Un gros 150 bornes pour rien ou presque. Si, quand même, c’est vrai que c’est joli la Normandie, même sous la bruine de ce mignon début d’étape, la deuxième de ce Tour 2016. Sur les 183 km de cette étape entre Saint-Lô et Cherbourg, il y a donc eu un bon 150 bornes à roupiller et rêvasser. À digérer le barbeuc du midi en assistant aux champêtres traversées de village, avec France TV qui meuble en prenant des nouvelles de Jean-Paul Ollivier. On est rassuré, il a l’air d’aller bien, même qu’il a plein de bouquins actuellement en cours de rédaction.
Une échappée à 4, puis 3, puis 1
Donc, 150 bornes de dodo et le peloton qui, lui aussi, pionce. Les quatre fuyards de l’échappée du jour, Breen de Fortuneo, Benedetti et Voss de Bora, Stuyven de Trek, en profitent. Ils ne compteront pas 7 minutes d’avance au maximum de l’écart avec le reste des coureurs, mais comme aucune équipe ne prend la responsabilité de les courser vraiment, l’avance finit par réduire lentement : sous les 5 minutes à 40 km de l’arrivée, sous les 4 à 30 km, sous les 3 à 20… Tandis que le peloton commence à sérieusement flipper et à accélérer, enfin, les fuyards, eux, commencent à sérieusement croire en leur chance.
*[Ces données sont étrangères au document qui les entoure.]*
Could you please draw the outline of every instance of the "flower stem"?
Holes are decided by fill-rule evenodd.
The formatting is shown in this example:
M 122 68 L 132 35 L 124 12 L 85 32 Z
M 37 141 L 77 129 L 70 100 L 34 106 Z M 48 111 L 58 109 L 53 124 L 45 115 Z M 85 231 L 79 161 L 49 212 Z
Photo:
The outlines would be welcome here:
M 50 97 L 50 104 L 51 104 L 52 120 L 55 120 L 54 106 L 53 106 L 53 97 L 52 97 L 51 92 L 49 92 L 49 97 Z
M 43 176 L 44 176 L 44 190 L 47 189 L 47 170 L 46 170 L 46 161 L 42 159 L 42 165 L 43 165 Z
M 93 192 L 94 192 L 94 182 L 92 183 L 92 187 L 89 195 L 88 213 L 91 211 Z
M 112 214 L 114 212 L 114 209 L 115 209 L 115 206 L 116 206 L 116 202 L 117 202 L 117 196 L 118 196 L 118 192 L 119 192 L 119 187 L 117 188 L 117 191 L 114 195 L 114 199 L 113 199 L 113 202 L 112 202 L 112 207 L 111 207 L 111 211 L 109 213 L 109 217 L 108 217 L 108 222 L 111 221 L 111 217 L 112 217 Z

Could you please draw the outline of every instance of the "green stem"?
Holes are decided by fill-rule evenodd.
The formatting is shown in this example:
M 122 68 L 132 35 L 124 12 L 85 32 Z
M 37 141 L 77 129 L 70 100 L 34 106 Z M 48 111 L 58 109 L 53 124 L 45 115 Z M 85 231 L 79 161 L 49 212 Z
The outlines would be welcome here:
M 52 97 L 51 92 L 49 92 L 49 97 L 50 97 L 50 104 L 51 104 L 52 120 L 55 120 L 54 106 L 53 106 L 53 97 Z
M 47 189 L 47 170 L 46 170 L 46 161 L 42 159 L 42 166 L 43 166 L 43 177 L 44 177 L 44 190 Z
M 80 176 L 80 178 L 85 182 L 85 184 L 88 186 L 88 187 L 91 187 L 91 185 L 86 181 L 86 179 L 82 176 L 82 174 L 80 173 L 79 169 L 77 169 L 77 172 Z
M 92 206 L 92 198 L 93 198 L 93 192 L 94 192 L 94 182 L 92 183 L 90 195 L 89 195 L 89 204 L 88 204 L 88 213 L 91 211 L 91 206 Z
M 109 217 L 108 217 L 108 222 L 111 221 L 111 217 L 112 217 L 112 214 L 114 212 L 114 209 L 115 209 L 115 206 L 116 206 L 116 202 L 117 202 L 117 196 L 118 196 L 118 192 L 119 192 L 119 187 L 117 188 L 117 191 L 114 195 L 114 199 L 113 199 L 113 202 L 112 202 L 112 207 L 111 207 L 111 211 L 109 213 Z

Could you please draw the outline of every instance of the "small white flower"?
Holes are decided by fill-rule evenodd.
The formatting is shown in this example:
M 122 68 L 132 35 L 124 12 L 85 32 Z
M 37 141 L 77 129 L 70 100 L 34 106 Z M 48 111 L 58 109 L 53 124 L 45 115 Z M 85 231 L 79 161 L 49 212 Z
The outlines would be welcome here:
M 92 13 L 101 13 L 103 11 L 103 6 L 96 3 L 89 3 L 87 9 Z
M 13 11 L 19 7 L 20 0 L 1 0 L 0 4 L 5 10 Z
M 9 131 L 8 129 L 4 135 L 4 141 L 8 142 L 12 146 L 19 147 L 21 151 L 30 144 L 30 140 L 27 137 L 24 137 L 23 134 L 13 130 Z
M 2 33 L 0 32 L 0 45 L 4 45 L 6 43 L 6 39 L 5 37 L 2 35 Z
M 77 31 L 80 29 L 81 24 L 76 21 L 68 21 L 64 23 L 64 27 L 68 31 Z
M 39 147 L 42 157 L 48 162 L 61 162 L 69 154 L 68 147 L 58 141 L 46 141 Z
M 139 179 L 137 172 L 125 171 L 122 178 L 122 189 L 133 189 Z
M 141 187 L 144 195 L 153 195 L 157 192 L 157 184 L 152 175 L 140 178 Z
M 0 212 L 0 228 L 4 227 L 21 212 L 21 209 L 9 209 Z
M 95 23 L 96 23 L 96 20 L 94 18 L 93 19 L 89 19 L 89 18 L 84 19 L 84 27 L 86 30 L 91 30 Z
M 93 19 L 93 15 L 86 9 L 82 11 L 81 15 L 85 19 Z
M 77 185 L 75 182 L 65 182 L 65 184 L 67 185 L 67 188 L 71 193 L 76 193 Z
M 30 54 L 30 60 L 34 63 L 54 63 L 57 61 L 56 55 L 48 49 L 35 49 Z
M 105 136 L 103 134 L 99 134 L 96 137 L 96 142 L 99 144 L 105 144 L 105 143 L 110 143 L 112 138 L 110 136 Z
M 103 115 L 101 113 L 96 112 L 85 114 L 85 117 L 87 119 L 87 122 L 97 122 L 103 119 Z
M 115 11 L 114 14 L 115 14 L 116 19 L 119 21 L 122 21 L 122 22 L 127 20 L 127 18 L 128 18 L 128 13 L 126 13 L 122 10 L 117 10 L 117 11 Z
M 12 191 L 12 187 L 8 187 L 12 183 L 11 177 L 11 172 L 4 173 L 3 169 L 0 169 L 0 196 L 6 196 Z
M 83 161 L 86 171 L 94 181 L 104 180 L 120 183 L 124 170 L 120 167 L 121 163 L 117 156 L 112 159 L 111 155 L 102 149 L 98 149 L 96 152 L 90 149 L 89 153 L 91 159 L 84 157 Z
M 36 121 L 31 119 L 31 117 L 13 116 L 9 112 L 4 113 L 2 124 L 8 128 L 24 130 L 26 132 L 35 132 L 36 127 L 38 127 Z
Pas Benedetti, le premier lâché sur un méchant faux plat à plus de 20 bornes de Cherbourg. Pas Breen ni Voss non plus, surpris par un puissant démarrage de Stuyven lors de l’avant-dernière difficulté de l’étape, la côte d’Octeville à 8,5 bornes de l’arrivée. Breen essaie un temps de suivre mais n’y arrive pas. Le scénario devient plus limpide encore qu’il ne l’était jusqu’alors : Stuyven seul devant une meute apeurée par le risque de s’être énervée peut-être un peu tard. À force de jouer avec le feu, de s’amuser avec les échappées, de jouer avec un semblant de suspense, on se dit que ça devait finir par arriver.
Il a manqué 400 mètres
Arrive le final de l’étape, qui promettait tant. La côte de la Glacerie, trois bornes d’ascension vers la ligne d’arrivée, 6 % de moyenne, quelques centaines de mètres à 14 %. Au pied, Stuyven est large au-dessus de la minute d’avance sur l’avant d’un peloton qui se réduit à fond par l’arrière, signe qu’il accélère maintenant franchement. C’est gagné pour le fuyard logiquement, d’ailleurs Jalabert l’assure, « sauf défaillance incroyable » . Mais défaillance incroyable, figurez-vous qu’il y a ! Qu’est-ce qu’on ne ferait pas pour contrarier Jaja et ses avis péremptoires… Stuyven est mort, cuit, kaput, il commence à se retourner. C’est tellement mauvais signe… La flamme rouge est en approche, la caméra offre en perspective un Stuyven les roues fixées au macadam et les favoris de l’étape qui surgissent enfin pour se disputer la victoire, dans le money time ! À 500 mètres de la ligne, Stuyven est doublé sans un regard de compassion. Le vélo est cruel, mais il y a urgence pour le petit groupe de tête désormais. Après une succession de virages serrés, c’est la dernière ligne droite qui se profile
Contador et Porte, les battus du jour
Qui déboule en tête ? Alaphilippe ! Le Français d’Etixx-Quick Step, la figure montante des classiques, qui se voit en Normandie comme en Flandres. En été comme au printemps. Les dernières secondes, les dernières dizaines de mètres. Il ne semble y en avoir qu’un pour rester au contact d’Alaphilippe : Sagan bien sûr, évidemment, qui s’accroche, qui écrase les pédales de son vélo, qui sent le Français coincer un peu. Il le double sur sa droite, il passe, il gagne, il est en jaune ! Sagan premier, Alaphilippe deuxième, Valverde troisième en gros suceur de roues. Contador, qui a encore été mêlé à une chute en début d’étape, accuse 48 secondes de retard. Un prétendant à l’épreuve déjà en moins ? Ça y ressemble. C’est moche que ce soit sur Contador que le mauvais sort s’acharne encore… Le bilan de la journée est pire encore pour Porte, outsider et leader de la BMC, qui a crevé à 4 bornes de la ligne et qui termine à 1’45 de Sagan le nouveau maillot jaune. Il était hyper bien, en fait, ce final de l’étape, du spectacle, du suspense à fond, un champion du monde qui gagne, un valeureux fuyard, un Français qui répond aux attentes… Tant pis pour les 150 bornes de sieste au début.